Contrast this with the Palestinians' continued support of Saddam Hussein, whose hands are red with the blood of Iranian, Kurdish, and Kuwaiti Muslims.

-The Jews' return from 19 centuries of exile is actually the fulfillment of Islamic prophecy. Sura 17:104 says that "when the promise of the Hereafter comes to pass, We [Allah] shall bring you as a crowd gathered out of various nations".

-Sura 17:4 says, "And We [Allah] gave (clear) warning to the children of Israel in the Book, that twice would they do mischief on the earth and be elated with mighty arrogance (and twice would they be punished)!" The succeeding verses tell us that the punishment referred to was banishment from the land. But "twice" means twice, not three times; hence the Jews, having been banished from the land once by the Babylonians and a second time by Rome, will never again be banished from the land. According to the Koran, Israel is an eternal nation.
-Sura 83:1 says, "Woe to those that deal in fraud"; yet Yasser Arafat & Co. reneged on his promise to guard Joseph's Tomb in Nablus after the Israeli troops withdrew.

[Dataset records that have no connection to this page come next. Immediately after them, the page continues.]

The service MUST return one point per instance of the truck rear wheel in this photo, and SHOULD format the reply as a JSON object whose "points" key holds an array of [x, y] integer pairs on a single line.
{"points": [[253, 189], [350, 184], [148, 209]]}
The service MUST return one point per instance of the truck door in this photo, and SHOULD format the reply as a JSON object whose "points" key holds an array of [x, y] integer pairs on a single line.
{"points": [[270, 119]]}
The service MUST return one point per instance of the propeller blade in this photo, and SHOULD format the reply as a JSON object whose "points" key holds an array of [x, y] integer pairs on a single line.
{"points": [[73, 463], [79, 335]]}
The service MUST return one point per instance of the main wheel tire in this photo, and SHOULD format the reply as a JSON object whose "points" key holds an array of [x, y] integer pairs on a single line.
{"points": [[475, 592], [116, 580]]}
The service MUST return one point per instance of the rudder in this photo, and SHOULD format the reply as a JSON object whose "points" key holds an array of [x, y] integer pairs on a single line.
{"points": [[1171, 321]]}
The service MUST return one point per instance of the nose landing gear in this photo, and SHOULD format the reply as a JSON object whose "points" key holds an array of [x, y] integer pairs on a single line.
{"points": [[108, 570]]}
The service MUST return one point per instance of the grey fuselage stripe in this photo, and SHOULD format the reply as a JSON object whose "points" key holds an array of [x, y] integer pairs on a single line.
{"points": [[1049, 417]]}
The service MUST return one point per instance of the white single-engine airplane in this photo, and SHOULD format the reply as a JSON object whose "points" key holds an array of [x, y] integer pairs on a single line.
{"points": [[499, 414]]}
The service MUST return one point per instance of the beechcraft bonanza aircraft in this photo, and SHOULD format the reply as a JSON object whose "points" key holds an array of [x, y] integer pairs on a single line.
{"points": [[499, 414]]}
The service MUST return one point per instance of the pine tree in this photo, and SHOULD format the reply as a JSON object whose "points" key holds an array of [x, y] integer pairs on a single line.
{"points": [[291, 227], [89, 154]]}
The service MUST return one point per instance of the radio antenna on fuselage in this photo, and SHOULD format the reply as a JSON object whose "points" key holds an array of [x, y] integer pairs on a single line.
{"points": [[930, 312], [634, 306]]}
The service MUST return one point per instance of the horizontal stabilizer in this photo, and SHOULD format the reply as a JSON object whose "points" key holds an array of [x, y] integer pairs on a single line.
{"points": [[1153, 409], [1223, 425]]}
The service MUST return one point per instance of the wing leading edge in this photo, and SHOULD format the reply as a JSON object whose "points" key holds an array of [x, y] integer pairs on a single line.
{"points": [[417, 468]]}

-The Palestinians deny that there ever was a Jewish Temple in Jerusalem. But Sura 17:7 records the destruction of the First Temple by Babylon and the Second Temple by Rome, and Mohammed never contests the Bible's claim that the Temples were in Jerusalem.

http://www.geocities.com/compassionplease/EvenKoranAffirmsJerusalemToJews.html

Pastorius said...

You taught me something new.

Thanks.

Anonymous said...

This zionist needs to realize, you can't go on blaming "Islamo-facist" (what a stupid and uneducated term) to paint all the arabs. If Christians are against your racist endevours, you gotta wonder. Israel has occupied Palestine for 40 years. How are they gonna be driven out? Maybe like the Brits were driven out of America. Answer the question and you win a prize!